Dataset	Kaggle		Movielens-100k		Movielens-1M		Netflix-100M
Algorithm	PMF	BNMF	PMF	BNMF	PMF	BNMF	PMF	BNMF
CPU (s)	76.12	284.38	33.62	152.22	113.41	504.01	96,381.80	405,843.84
FPGA (s)	1129.70	313.82	831.04	163.72	2934.57	105.93	98,649.80	50,625.32
FPGA speedup	×0.07	×0.91	×0.04	×0.93	×0.04	×4.76	×0.98	×8.02

shows the computing time in seconds of the PMF and BNMF algorithms for the CPU and FPGA implementations, considering the four datasets. We deduce two interesting conclusions.

First, comparing both algorithms, we can observe that BNMF takes more computing time than PMF in CPU, although much less in FPGA. The reason is simply that BNMF provides the greatest parallelization degree in the FPGA implementation. Second, we can observe that, the larger is the dataset, the better are the results we obtain in the parallel implementation of BNMF in FPGA. In both the Kaggle dataset and the Movielenes-100k dataset, the time results are very similar. However, the two largest datasets begin to show a greater computing time difference between FPGA and CPU. Thus, for the Movielens-1M dataset, the FPGA gets a speedup of almost ×5, while this speedup increases to ×8 for the Netflix-100M dataset.

In conclusion, a FPGA implementation is more attractive for the BNMF algorithm and larger datasets. As a proposal, it would be interesting to experiment with larger sets corresponding to other types of data.

5.4. Power Results

Energy consumption is another important metric for computing systems performance. The RS algorithms have a certain energy impact on the hardware platforms. Knowing this impact is important because it helps us to optimize energy-aware designs of embedded RS. We keep in mind that embedded RS can be demanded for computing-intensive cases when performing many predictions over time.

Xilinx Vivado provides the total on-chip power of the FPGA implementations.

Table 4. Power (w) and FPGA power reduction of PMF and BNMF algorithms for the CPU and FPGA implementations.

Dataset	Kaggle		Movielens-100k		Movielens-1M		Netflix-100M
Algorithm	PMF	BNMF	PMF	BNMF	PMF	BNMF	PMF	BNMF
CPU (w)	8.21	11.33	7.33	10.81	12.31	16.26	32.21	41.20
FPGA (w)	0.95	2.52	0.82	2.24	1.64	4.41	3.03	7.37
FPGA power reduction	88%	78%	89%	80%	87%	73%	91%	83%

shows the power in watts of the PMF and BNMF algorithms for the CPU and FPGA implementations, considering the four datasets.
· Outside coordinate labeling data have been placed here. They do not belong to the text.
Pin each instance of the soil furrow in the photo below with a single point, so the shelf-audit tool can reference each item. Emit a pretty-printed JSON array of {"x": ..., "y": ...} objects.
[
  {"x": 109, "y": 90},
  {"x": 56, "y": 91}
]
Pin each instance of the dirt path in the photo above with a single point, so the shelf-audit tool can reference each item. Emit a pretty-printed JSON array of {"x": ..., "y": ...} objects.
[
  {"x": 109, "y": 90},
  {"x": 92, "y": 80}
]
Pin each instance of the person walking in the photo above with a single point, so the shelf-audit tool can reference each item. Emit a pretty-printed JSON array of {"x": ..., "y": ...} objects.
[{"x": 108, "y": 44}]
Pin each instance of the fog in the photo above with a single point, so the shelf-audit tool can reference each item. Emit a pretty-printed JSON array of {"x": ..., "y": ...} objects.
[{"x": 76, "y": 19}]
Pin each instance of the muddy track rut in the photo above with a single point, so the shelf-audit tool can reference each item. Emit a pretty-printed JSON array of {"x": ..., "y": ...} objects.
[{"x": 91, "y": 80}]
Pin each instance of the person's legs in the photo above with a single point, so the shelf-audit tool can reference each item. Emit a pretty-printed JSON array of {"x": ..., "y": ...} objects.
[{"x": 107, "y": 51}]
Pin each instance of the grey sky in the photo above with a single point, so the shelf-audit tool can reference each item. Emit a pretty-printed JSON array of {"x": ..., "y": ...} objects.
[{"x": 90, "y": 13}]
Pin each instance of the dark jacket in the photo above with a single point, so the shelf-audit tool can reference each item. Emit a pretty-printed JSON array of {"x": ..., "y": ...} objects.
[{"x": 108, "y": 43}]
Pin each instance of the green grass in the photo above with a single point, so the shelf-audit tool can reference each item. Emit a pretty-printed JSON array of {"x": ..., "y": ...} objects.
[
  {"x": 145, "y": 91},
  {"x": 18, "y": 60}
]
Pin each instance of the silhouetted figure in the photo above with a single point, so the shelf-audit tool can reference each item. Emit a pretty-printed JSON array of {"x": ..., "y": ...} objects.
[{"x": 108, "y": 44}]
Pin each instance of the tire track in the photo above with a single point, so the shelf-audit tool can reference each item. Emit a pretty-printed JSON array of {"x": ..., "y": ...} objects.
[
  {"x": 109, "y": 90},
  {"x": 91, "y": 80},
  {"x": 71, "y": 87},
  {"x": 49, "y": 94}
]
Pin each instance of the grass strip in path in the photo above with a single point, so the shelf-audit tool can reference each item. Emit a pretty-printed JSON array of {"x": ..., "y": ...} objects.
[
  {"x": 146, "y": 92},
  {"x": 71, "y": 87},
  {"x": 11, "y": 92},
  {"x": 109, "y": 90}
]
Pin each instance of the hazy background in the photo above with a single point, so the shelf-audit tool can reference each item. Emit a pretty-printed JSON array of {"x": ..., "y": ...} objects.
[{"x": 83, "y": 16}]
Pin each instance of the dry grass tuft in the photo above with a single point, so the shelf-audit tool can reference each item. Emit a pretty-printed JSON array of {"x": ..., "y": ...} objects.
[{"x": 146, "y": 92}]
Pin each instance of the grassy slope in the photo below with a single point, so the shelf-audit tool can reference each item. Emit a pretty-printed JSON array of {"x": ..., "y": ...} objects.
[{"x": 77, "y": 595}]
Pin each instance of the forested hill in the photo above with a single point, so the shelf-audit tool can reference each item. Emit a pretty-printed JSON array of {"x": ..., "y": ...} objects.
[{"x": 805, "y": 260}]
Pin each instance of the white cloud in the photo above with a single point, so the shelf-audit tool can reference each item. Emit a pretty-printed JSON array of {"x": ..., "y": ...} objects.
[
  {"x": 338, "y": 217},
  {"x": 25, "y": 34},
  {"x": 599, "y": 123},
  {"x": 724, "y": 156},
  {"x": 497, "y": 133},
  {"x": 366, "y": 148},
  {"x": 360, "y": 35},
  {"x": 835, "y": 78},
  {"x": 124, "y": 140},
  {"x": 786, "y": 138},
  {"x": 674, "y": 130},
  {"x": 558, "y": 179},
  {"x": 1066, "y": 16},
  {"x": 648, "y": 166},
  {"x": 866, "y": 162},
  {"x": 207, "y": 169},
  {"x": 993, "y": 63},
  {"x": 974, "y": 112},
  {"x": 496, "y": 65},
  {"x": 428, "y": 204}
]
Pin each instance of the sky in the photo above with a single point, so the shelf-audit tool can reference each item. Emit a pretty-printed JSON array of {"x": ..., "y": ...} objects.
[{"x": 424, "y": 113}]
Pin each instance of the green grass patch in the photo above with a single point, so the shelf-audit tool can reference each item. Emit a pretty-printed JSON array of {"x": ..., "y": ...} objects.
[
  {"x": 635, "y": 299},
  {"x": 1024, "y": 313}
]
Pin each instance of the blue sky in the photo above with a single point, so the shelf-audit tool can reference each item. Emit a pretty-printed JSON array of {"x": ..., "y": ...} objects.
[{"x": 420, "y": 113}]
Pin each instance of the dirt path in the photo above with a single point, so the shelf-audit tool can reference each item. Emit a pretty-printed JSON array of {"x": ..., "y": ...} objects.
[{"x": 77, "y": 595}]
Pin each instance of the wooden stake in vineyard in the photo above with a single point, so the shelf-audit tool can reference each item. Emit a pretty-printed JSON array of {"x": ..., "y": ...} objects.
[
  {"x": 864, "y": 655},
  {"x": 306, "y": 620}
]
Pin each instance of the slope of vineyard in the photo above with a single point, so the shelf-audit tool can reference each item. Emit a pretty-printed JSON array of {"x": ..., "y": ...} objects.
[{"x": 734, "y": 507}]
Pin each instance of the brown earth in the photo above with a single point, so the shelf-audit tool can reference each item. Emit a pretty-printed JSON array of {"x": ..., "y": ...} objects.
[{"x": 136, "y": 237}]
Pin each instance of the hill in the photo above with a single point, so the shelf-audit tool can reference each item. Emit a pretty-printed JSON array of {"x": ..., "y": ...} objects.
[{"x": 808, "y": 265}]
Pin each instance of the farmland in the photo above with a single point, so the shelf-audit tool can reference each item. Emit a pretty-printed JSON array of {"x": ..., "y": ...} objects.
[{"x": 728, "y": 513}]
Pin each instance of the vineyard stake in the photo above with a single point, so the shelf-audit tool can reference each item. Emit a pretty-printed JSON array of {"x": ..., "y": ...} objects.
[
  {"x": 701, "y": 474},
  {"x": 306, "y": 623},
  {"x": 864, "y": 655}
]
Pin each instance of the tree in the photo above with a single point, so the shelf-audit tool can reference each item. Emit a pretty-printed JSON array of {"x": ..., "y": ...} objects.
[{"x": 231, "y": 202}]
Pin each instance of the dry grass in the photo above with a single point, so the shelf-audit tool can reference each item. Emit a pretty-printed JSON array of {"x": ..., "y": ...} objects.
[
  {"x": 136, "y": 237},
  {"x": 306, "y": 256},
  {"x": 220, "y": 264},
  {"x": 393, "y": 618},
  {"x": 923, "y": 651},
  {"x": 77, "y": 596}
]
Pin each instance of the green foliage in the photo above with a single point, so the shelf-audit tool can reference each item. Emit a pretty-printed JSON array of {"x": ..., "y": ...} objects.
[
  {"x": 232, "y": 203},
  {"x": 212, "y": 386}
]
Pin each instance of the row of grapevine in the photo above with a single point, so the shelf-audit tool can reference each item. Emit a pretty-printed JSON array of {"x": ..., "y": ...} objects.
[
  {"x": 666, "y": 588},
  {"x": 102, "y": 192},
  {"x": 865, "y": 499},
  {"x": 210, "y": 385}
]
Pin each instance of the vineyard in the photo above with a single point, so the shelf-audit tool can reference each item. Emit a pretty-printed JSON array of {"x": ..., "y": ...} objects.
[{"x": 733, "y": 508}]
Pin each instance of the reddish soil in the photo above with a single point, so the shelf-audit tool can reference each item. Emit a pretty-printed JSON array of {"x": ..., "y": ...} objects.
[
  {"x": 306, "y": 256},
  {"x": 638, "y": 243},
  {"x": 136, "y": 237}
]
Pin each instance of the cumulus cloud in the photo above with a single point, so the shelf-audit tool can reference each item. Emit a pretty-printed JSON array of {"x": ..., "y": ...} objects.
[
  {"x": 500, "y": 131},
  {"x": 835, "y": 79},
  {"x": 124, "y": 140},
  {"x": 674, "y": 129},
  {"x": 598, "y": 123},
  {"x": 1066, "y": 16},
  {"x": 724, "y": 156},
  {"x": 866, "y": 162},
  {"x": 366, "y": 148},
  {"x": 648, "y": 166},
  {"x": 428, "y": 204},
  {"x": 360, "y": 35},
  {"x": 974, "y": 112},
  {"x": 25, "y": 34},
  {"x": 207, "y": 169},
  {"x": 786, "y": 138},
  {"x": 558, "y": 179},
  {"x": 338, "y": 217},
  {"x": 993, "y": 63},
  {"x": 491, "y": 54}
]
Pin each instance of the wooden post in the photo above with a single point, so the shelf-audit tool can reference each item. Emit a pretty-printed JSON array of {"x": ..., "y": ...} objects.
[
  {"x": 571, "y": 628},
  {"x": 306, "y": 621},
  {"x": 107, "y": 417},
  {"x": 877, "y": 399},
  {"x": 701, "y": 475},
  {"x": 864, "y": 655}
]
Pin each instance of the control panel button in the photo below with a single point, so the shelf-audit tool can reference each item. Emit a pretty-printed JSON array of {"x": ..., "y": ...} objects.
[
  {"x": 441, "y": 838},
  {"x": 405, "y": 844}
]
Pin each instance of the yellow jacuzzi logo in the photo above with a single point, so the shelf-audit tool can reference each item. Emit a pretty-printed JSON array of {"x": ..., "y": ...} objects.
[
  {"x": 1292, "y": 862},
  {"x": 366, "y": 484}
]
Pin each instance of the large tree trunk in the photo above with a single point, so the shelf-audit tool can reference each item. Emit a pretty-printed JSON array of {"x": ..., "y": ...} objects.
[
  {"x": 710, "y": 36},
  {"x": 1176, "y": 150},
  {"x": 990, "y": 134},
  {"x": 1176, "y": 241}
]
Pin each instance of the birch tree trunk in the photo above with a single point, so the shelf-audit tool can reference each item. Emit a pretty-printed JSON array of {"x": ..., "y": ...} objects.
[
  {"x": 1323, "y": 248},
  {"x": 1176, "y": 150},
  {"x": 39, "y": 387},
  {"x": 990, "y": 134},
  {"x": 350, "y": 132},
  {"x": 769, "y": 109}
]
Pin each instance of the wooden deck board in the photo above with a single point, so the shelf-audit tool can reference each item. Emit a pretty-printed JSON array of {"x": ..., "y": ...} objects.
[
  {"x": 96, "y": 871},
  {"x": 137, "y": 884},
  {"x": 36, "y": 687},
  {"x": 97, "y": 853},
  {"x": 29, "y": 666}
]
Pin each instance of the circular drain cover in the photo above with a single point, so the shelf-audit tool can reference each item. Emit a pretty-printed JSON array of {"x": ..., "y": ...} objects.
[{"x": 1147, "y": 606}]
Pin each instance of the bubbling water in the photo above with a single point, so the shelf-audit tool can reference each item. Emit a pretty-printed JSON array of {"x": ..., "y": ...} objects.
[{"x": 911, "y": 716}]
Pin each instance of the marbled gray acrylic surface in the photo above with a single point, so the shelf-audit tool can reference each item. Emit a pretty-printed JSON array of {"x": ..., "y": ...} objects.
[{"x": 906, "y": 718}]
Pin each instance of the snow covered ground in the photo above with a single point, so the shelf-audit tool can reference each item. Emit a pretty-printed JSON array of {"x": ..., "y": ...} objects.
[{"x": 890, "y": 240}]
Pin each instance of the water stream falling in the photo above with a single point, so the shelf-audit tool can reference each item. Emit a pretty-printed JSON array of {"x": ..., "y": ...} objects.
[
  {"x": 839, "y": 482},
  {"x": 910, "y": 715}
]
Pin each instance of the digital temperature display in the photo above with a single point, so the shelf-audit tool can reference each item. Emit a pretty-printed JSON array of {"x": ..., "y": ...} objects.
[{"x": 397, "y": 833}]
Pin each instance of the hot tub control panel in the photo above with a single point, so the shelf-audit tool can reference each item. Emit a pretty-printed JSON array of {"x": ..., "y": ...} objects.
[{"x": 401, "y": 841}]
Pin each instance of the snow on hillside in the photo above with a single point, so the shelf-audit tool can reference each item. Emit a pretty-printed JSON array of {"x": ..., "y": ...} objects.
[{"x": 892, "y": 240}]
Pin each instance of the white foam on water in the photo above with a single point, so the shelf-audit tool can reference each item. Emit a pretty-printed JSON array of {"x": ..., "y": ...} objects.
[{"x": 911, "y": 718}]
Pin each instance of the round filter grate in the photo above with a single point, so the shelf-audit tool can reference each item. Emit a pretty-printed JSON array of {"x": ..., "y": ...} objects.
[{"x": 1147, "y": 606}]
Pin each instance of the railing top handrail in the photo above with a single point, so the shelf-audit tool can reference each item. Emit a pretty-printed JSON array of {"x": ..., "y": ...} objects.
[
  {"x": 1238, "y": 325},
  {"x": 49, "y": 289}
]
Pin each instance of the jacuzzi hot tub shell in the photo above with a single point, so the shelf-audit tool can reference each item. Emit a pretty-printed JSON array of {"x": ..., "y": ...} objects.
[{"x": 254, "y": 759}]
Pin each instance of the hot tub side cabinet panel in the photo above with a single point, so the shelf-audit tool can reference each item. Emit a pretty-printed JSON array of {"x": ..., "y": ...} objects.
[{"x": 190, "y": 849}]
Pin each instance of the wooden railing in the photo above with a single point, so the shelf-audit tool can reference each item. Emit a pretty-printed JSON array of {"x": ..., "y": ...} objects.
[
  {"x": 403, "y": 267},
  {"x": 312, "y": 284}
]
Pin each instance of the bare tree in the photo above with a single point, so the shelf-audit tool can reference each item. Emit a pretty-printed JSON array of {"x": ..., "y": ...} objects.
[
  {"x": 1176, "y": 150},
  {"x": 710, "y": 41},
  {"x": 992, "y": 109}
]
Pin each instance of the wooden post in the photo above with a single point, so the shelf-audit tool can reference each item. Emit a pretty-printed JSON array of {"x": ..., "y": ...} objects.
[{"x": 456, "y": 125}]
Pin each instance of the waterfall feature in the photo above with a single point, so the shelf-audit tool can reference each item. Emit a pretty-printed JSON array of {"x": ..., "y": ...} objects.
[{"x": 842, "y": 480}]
We observe that the power reduction in any FPGA implementation is very high (more than 80% on average). Therefore, a clear advantage of implementing RS in FPGA is the low energy consumption with regard to current CPUs.

Under the algorithmic point of view, we can check in Table 4 that BNMF gives a more significant power reduction than PMF. This fact, along with the computing time reduction for large datasets deduced from Table 3, encourage us to consider BNMF as the best algorithmic option for building embedded RS applications.

6. Conclusions

We researched the performance of two different approaches of collaborative filtering based recommender systems for embedded applications. For this purpose, we parallelized some operations by considering high-level synthesis technology for FPGA devices. Regarding computing time, the FPGA implementation of the Bayesian non-negative matrix factorization algorithm provided good speedups compared to general-purpose microprocessors when dealing with large datasets, and it surpassed clearly the results obtained by the probabilistic matrix factorization approach. Furthermore, the low power consumption of FPGA devices makes interesting the line of exploring computing solutions for embedded applications of collaborative filtering. In summary, the proposed approach allows running efficient embedded collaborative filtering applications when using low-energy computing systems based on FPGAs, taking advantage of the opportunity provided by reconfigurable computing to exploit parallelism.